Предложение Каменского – известного в городе бизнесмена удивило ее и напугало. Тот действовал издалека – позвонил, обсудить грядущий школьный выпускной. Потом пригласил на прогулку, сделал несколько уместных комплиментов ее творчеству. Вспомнил, как ему понравились спектакли с Маргаритой Александровной в главной роли. А потом мягко перешел к сути дела:
– Маргарита Александровна, я вижу, внучка ваша подросла. Такая красавица стала! И умница!
Старая актриса плохую игру видела сразу, но решила выслушать Каменского – мужчины порой обидчивы, а с этим типом лучше дружить.
– И мой Егор вымахал, – все тем же сладким тоном продолжал Глеб Павлович, – собирается в экономический поступать…
Женщина мерно кивала, мысленно поторапливая вальяжного бизнесмена.
– Он мне недавно признался, что нравится ему ваша Секлетинья, – снизив тон, почти интимно сообщил вдруг Каменский, – умница, красавица, воспитание отличное, и к экзаменам готовится день и ночь. Мы с Натальей моей подумали – а может детей поближе свести? Вдруг и сладится у них что хорошее? С деньгами проблем нет, даже если и родят вдруг…

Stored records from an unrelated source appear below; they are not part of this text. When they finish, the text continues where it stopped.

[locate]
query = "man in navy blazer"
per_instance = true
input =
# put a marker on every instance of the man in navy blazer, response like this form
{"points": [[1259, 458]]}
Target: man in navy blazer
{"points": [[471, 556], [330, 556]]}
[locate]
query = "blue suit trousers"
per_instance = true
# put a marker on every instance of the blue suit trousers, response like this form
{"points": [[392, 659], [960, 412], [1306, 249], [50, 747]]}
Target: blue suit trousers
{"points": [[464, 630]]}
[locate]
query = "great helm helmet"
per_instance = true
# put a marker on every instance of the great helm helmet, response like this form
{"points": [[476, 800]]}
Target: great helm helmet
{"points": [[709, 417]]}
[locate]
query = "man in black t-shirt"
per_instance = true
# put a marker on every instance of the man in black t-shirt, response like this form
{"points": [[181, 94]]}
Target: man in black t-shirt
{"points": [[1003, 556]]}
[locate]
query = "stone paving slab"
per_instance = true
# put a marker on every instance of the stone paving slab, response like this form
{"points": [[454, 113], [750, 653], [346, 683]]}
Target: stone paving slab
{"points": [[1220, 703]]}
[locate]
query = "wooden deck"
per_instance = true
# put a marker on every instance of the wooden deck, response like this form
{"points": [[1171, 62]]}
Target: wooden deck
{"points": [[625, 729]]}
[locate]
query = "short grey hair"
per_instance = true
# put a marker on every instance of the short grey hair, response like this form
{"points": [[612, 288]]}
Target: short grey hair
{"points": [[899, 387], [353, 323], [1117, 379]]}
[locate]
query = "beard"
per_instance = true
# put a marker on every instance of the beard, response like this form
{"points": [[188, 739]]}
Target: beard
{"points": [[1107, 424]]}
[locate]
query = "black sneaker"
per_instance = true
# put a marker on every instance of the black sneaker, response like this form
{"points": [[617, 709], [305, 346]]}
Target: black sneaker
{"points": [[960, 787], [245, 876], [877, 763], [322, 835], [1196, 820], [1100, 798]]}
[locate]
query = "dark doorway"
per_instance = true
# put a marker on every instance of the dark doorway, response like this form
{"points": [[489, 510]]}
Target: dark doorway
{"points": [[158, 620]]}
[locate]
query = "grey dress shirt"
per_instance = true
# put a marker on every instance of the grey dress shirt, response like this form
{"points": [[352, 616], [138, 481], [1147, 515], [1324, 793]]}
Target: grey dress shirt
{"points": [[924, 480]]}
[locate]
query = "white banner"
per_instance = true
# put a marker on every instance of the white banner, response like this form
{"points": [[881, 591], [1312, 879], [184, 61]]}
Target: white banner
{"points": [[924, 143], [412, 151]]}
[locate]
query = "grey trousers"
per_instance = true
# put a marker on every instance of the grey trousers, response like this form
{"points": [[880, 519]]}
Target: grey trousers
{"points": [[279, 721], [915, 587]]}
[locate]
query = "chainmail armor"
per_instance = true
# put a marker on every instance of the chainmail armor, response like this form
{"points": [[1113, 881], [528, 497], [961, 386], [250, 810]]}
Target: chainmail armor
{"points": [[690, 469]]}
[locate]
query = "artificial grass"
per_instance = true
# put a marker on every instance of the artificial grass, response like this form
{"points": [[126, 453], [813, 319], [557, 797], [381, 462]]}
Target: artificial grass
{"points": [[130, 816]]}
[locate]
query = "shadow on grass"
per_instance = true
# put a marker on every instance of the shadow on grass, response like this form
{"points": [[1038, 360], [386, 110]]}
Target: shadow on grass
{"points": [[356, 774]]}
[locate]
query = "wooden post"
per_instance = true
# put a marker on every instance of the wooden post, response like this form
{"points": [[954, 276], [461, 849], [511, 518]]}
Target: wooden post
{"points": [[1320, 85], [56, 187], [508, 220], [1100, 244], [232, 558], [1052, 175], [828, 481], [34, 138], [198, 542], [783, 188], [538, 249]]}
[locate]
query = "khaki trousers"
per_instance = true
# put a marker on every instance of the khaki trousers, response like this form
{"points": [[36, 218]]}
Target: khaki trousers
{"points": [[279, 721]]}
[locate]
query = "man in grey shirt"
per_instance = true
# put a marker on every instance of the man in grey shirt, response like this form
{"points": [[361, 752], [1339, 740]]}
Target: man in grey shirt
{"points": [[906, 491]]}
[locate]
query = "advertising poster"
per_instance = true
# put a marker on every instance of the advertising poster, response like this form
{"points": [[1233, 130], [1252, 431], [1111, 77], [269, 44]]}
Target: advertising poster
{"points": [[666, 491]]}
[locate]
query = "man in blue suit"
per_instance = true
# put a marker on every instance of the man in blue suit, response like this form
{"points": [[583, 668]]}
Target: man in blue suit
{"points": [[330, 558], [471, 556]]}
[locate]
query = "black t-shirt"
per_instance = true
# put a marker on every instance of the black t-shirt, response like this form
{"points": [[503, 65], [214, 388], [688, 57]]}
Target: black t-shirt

Маргариту Александровну перекосило. Вспомнила Милену – такую же, как Клеточка, хрупкую, тонкую. Однако обрывать сладкие речи она поостереглась. Каменский не простой человек, может жизнь испортить и бабушке, и внучке. В чем его интерес она догадалась, но виду не подала. Помялась, словно сомневаясь, а потом таким же доверительным шепотом сказала:
– Глеб Павлович, сейчас у детей большой стресс, экзамены, поступление, если еще и отношения добавятся, боюсь, оба не выдержат. Давайте уж до осени погодим, а там и поглядим.